Diplomats have walked out of a speech by the Iranian president at a UN anti-racism conference after he described Israel as a "racist government".
Two protesters, wearing coloured wigs, disrupted the beginning of the speech by President Mahmoud Ahmadinejad - followed by the Western walkout.
Others enthusiastically clapped as Mr Ahmadinejad continued his address.
France said it was a "hate speech". A number of other Western countries have boycotted the conference altogether.
The walkout is a public relations disaster for the United Nations, which had hoped the conference would be a shining example of what the UN is supposed to do best - uniting to combat injustice in the world, says the BBC's Imogen Foulkes in Geneva.
The walkout by delegates from at least 30 countries happened within minutes of the speech starting on Monday.
The delegates planned to return later to participate in the rest of the conference.

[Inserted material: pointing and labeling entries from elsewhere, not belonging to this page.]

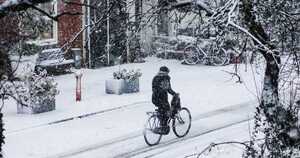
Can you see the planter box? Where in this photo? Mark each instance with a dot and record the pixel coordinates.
(45, 106)
(114, 86)
(131, 86)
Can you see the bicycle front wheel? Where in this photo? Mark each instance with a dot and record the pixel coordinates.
(151, 137)
(190, 55)
(219, 57)
(182, 122)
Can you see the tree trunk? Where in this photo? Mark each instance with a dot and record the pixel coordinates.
(1, 134)
(270, 97)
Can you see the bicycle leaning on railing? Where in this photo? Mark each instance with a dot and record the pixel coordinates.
(179, 116)
(214, 55)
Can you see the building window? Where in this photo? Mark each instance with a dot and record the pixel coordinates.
(48, 35)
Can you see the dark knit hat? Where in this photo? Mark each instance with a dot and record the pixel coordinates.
(164, 69)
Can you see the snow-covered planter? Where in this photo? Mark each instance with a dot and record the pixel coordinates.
(125, 81)
(114, 86)
(38, 94)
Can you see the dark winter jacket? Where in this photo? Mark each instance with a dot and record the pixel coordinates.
(161, 86)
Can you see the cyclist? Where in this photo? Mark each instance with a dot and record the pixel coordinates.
(161, 86)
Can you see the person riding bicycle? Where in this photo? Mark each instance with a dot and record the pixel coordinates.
(161, 86)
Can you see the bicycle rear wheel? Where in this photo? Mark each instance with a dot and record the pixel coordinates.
(190, 55)
(182, 122)
(219, 57)
(152, 138)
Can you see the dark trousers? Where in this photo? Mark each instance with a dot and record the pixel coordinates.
(163, 115)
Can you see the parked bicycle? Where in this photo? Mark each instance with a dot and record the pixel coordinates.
(181, 123)
(214, 55)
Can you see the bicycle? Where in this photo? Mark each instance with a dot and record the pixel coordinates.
(194, 54)
(181, 124)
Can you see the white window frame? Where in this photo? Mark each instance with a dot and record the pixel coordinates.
(54, 40)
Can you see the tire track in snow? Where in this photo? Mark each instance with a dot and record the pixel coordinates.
(145, 149)
(75, 117)
(165, 145)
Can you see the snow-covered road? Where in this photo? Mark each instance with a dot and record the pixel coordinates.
(118, 134)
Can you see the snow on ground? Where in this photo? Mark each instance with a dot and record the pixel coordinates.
(202, 89)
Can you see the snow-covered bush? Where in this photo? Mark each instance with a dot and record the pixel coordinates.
(39, 86)
(128, 75)
(36, 93)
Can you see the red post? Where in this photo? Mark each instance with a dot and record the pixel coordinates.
(78, 86)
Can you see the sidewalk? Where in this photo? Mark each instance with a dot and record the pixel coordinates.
(202, 89)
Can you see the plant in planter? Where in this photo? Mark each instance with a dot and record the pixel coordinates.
(37, 94)
(130, 78)
(124, 81)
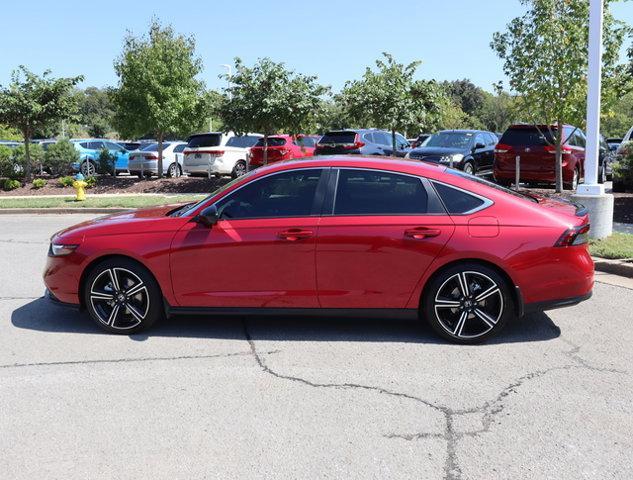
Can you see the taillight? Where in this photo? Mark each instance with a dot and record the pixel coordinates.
(503, 148)
(565, 149)
(574, 236)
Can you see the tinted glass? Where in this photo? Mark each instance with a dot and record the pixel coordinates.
(450, 140)
(338, 137)
(272, 142)
(207, 140)
(527, 136)
(366, 192)
(245, 141)
(457, 201)
(289, 194)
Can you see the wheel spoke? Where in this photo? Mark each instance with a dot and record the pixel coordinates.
(113, 314)
(488, 320)
(460, 324)
(491, 291)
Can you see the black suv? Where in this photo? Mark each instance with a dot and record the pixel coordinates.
(361, 142)
(472, 151)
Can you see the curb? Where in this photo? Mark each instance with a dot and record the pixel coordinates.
(53, 211)
(614, 267)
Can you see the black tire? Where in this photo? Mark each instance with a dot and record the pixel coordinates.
(470, 168)
(239, 169)
(103, 293)
(461, 318)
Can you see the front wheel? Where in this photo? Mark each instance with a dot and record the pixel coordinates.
(468, 303)
(122, 296)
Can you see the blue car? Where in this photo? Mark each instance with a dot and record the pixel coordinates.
(89, 150)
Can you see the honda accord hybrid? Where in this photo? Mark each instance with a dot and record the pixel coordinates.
(332, 236)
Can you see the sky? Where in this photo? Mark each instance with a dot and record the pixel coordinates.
(334, 40)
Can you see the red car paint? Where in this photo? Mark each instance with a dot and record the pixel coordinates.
(280, 147)
(339, 261)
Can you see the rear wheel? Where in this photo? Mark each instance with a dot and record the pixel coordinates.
(122, 296)
(239, 169)
(468, 303)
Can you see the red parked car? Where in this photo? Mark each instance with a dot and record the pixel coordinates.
(282, 147)
(332, 236)
(535, 146)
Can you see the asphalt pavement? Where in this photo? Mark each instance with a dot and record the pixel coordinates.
(552, 397)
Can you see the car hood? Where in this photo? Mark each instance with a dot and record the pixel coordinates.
(439, 151)
(146, 220)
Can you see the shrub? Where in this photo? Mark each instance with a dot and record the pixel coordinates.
(66, 181)
(39, 183)
(105, 164)
(10, 184)
(623, 168)
(60, 156)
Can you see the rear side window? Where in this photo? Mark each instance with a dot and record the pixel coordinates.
(244, 141)
(457, 201)
(272, 142)
(527, 136)
(338, 137)
(363, 192)
(207, 140)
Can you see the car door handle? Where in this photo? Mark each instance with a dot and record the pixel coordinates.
(421, 233)
(294, 234)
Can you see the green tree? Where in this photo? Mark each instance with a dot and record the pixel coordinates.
(158, 89)
(391, 99)
(268, 98)
(33, 102)
(545, 58)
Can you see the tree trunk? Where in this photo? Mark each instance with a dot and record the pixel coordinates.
(559, 157)
(161, 137)
(27, 156)
(265, 149)
(393, 143)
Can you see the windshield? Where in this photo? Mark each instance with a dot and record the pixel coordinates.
(187, 209)
(450, 140)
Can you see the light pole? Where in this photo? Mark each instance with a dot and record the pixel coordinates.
(229, 71)
(591, 194)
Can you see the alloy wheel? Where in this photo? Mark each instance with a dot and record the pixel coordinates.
(119, 298)
(468, 305)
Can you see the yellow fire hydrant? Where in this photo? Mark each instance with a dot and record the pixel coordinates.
(80, 187)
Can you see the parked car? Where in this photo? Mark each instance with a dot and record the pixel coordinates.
(361, 142)
(339, 236)
(144, 162)
(218, 153)
(89, 151)
(469, 150)
(282, 147)
(419, 140)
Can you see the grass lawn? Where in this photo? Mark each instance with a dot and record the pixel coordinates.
(618, 245)
(95, 201)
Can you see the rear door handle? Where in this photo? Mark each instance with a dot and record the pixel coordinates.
(420, 233)
(294, 234)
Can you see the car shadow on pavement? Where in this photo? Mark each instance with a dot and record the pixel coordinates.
(41, 315)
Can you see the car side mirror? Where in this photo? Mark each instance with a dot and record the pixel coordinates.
(208, 217)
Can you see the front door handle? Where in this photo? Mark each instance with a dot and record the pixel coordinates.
(294, 234)
(420, 233)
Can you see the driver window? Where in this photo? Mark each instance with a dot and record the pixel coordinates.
(288, 194)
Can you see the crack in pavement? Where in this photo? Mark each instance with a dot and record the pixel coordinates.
(489, 410)
(130, 360)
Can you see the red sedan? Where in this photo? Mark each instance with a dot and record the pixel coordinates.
(282, 147)
(332, 236)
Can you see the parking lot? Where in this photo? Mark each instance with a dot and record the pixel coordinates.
(551, 397)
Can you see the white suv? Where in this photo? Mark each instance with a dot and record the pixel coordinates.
(218, 153)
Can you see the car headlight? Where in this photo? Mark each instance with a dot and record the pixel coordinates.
(60, 250)
(456, 158)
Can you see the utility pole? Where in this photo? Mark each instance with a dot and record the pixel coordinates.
(592, 194)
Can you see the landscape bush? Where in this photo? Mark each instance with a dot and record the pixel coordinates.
(60, 156)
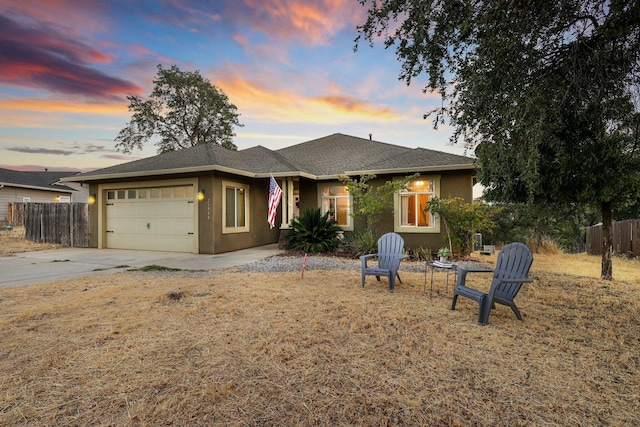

One of the two protesters escorted out of the conference hall managed to throw an object at the Iranian president - as they yelled "racist, racist" as he stood at the podium.
Mr Ahmadinejad, the only major leader to attend the conference, said Jewish migrants from Europe and the United States had been sent to the Middle East after World War II "in order to establish a racist government in the occupied Palestine".
He continued, through an interpreter: "And in fact, in compensation for the dire consequences of racism in Europe, they helped bring to power the most cruel and repressive racist regime in Palestine."
French Ambassador Jean-Baptiste Mattei said: "As soon as he started to address the question of the Jewish people and Israel, we had no reason to stay in the room," Associated Press reported.